Ausgehend von den Ergebnissen neuerer Untersuchungen argumentieren die Autoren des Berichts über die menschliche Entwicklung, dass die potenziellen menschlichen Kosten des Klimawandels bislang untertrieben wurden. Sie weisen darauf hin, dass Klimaschocks wie Dürren, Überschwemmungen und Stürme, die mit dem Klimawandel häufiger und intensiver auftreten werden, bereits zu den stärksten Einflussfaktoren für Armut und Ungleichheit gehören – und dass sich durch die Erderwärmung die Auswirkungen noch verstärken werden.

„Für Millionen Menschen sind dies Ereignisse, die eine Einbahnstraße in die Armut darstellen und zu langfristigen, sich gegenseitig verstärkenden Benachteiligungen führen”, heißt es in dem Bericht. Sie bedrohen nicht nur Leben und verursachen Leid, sondern sie vernichten auch Vermögen, führen zu Unterernährung und dazu, dass Kinder aus der Schule genommen werden. In Äthiopien, so wird in dem Bericht festgestellt, sind Kinder, die in ihrer frühen Kindheit einer Dürre ausgesetzt waren, mit einer um 36 Prozent höheren Wahrscheinlichkeit fünf Jahre später unterernährt – eine Zahl, die sich in zwei Millionen zusätzlichen Fällen von Unterernährung bei Kindern niederschlägt.

Der Bericht legt zwar den Schwerpunkt auf die unmittelbaren Bedrohungen für die Armen dieser Welt. Er warnt aber auch, dass ein Versagen im Umgang mit dem Klimawandel dazu führen könnte, dass zukünftige Generationen vor einer ökologischen Katastrophe stehen werden. Der Bericht beschreibt das Abtauen des westantarktischen Eisschilds, den Rückzug der Gletscher und die Belastungen mariner Ökosysteme als systemische Bedrohungen der Menschheit.

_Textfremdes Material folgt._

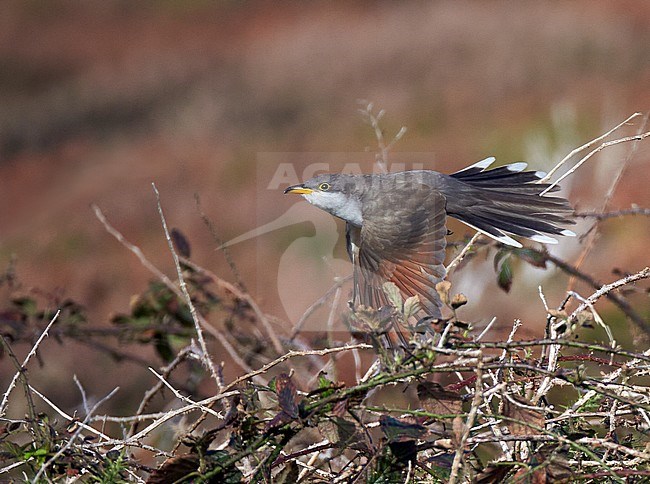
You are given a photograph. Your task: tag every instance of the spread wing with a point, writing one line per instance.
(402, 240)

„Natürlich bestehen Unsicherheiten, doch angesichts der Risiken dieser Größenordnung ist Ungewissheit kein Grund dafür, nicht zu Handeln. Ehrgeizige Vorbeugungsmaßnahmen sind praktisch die Versicherung, die wir gegen potenziell sehr hohe Risiken abschließen müssen. Im Bericht Den Klimawandel bekämpfen geht es um unser heutiges Engagement für menschliche Entwicklung und es geht darum, eine Welt zu schaffen, die für unsere Kinder und deren Enkel ökologische Sicherheit bietet”, sagte Derviş.

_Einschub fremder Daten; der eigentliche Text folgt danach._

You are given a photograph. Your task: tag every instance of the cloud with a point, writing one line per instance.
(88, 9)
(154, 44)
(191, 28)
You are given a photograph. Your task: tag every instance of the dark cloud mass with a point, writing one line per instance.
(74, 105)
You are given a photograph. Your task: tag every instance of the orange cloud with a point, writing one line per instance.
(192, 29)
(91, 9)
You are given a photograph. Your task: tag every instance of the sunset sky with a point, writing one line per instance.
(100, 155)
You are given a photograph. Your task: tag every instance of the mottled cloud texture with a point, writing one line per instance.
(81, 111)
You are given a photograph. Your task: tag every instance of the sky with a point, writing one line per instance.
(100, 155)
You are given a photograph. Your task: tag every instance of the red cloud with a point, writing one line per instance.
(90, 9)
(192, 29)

Gefährliche Klimaänderungen vermeiden

Die Autoren des Berichts über menschliche Entwicklung rufen die Regierungen dazu auf, sich gemeinsam das Ziel zu setzen, gefährliche Klimaänderungen zu vermeiden.

Sie sprechen sich dafür aus, eine Schwelle von zwei Grad Celsius über dem Niveau von vor der Industrialisierung festzulegen. Das gegenwärtige Niveau liegt bei 0,7 Grad Celsius.

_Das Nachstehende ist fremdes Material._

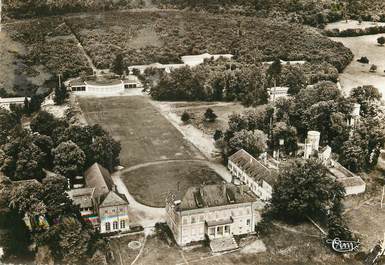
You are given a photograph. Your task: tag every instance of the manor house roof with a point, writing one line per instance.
(207, 196)
(99, 178)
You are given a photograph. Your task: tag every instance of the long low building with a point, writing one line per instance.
(103, 85)
(7, 102)
(216, 212)
(258, 175)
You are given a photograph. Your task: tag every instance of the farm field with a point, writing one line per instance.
(145, 135)
(164, 36)
(150, 184)
(357, 74)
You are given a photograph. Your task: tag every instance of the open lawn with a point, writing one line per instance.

Der Bericht bezieht sich auf ein neues Klimamodell und schlägt ein ‘Kohlenstoffbudget für das 21. Jahrhundert’ vor, um diese Schwelle nicht zu überschreiten. Das Budget quantifiziert das Gesamtniveau der Treibhausgas- Emissionen, das diesem Ziel entspricht. In einem Modellversuch, der das Ausmaß der vor uns liegenden Herausforderung erfasst, werden die Risiken beschrieben. Ein „Weitermachen wie bisher“ bei den gegenwärtigen Trends könnte dazu führen, dass das gesamte Budget für das 21. Jahrhundert bereits 2032 ausgeschöpft sein wird, prognostiziert der Bericht. Die Autoren warnen, dass es bei den gegenwärtigen Trends wahrscheinlicher ist, dass die Welt die Schwelle von vier Grad Celsius überschreitet, als dass sie unterhalb der Schwelle von zwei Grad Celsius bleibt.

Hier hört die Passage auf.